MT has been 5 years away from becoming “almost as good as human translation” for so long now, at least for the last 5 decades. At this pace, it will still be 5 years away from this resplendent goal for at least the next 5 centuries.

As somebody who has been translating patents from Japanese, German, French and other languages into English for 27 years, I appreciate MT for what it is – an extremely useful tool for translators and non-translators alike. But from my viewpoint, MT is a most wonderful tool especially for translators.

I remember the days when there was no MT in the eighties and nineties. Not only that, the legibility of documents was often horrible when after a second or even third generation fax, Japanese characters that were originally beautifully clear and crisp became but poor shadows of what they used to be, like shadows of ideas on the wall of Plato’s cave.

Digital copy has then finally put an end to this particular torturing of translator’s eyes and brain, and MT has later made it still easier for translators to do their work, for example by quickly locating possible translations of technical terms, or even the correct pronunciations of personal and geographical names, which used to be very difficult to ascertain in Japanese before easy access to MT for the most part solved this and other problems.

At the beginning of 21st century, I consider myself very lucky because like everybody else, I now generally have access to clearly legible copies of documents in foreign languages, especially patents. And before I start translating a patent, I generally print out an MT version of the text in Japanese or another language because it helps me with my work. MT helps me in the same way that a specialized dictionary or a specialized online database helps, but it does not do my work for me.

I look at the printed text quite a bit when I start translating because at that point, I am still formulating in my mind the terms that I will be using, and suggestions from the MT tool are often useful (although they can be also misleading).

If it made sense for me to “edit” the MT-processed text and pretend that it is my own work – hey, I would do it myself!
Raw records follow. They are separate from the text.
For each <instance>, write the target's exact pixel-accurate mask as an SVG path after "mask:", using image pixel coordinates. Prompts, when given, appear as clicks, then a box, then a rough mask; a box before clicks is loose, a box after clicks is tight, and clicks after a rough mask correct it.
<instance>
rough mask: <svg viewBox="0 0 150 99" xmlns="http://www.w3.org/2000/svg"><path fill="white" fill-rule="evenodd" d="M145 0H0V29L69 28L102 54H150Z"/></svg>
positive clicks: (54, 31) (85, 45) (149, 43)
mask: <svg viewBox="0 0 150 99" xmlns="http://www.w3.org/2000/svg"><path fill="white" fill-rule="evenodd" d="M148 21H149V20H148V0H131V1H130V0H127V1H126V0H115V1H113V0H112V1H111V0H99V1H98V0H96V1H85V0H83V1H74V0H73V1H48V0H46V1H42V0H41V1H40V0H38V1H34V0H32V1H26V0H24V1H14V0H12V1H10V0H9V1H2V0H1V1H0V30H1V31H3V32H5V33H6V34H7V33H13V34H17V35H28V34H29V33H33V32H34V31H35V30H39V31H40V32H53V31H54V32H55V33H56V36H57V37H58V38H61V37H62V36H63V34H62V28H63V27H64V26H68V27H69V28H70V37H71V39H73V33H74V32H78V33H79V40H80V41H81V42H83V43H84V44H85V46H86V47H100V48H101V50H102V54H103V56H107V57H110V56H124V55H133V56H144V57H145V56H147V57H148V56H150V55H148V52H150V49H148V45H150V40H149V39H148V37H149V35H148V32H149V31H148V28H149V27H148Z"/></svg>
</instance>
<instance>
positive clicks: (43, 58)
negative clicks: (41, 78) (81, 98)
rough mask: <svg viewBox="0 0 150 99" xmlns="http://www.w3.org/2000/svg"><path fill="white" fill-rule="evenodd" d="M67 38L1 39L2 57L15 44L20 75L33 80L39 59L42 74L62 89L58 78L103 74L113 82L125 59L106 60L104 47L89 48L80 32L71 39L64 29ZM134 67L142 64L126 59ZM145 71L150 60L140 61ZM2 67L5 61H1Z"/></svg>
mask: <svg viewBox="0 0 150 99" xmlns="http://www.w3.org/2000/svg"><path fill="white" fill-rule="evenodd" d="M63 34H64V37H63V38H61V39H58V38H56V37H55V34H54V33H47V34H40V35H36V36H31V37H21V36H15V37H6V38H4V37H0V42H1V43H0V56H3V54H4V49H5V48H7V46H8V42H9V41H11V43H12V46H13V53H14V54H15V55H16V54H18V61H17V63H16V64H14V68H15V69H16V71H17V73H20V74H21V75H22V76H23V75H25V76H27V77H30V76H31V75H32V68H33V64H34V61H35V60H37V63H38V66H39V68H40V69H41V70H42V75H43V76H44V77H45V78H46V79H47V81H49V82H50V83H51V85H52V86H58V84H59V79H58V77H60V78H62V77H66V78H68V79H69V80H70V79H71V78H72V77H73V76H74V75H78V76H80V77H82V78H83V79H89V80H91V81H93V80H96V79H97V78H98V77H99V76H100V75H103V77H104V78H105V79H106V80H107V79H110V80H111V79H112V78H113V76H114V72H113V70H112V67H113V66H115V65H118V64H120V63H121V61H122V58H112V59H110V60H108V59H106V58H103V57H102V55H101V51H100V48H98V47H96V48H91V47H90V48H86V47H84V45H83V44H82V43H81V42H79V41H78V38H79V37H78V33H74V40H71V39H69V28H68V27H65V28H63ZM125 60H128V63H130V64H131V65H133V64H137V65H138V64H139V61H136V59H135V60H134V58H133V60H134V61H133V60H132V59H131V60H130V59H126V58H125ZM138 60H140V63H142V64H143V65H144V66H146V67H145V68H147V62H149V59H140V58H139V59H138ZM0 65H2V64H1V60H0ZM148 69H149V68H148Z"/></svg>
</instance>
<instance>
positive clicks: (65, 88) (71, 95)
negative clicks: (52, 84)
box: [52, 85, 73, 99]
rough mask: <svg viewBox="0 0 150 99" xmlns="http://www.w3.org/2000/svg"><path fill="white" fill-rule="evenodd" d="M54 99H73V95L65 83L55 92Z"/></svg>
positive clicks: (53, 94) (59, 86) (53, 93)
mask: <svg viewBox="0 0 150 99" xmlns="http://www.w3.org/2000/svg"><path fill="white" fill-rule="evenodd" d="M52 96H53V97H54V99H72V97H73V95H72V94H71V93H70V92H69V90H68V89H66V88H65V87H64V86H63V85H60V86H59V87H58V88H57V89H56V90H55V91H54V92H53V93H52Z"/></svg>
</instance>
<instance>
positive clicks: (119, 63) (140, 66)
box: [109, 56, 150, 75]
Why not if I could work faster and make more money in this manner?

But it so happens that things don’t work like this in translation, because, as I said at the beginning, while machine translation is a very useful tool, it is not translation. If I tried to edit the MT text, no matter how much and for how long I tried to edit the damn thing, the editing process would necessarily introduce abominations conceived in the brain of a machine into a human translation to such an extent that I would lose all of my clients very quickly.

The only real solution for all of the problems inherent in machine translation is a retranslation.

This is something that is difficult to explain to people who don’t know much about translation, especially since expecting that technology will keep delivering new fantastic miracles to us on a daily basis is deeply rooted now in the very essence of our so-called civilization.

But as more and more people now have direct experience with MT as it is available to anyone for free with access to a computer, tablet or smart phone, I am hoping that fewer people will be giving me the uncomprehending look that I sort of became used to over the years when I try to explain to non-translators why MT is a gift to human translators rather than a curse that will eventually do away with my profession.

As most people have already used MT on their own, or will be using it soon, more and more of them will hopefully start understanding what MT is and what it isn’t.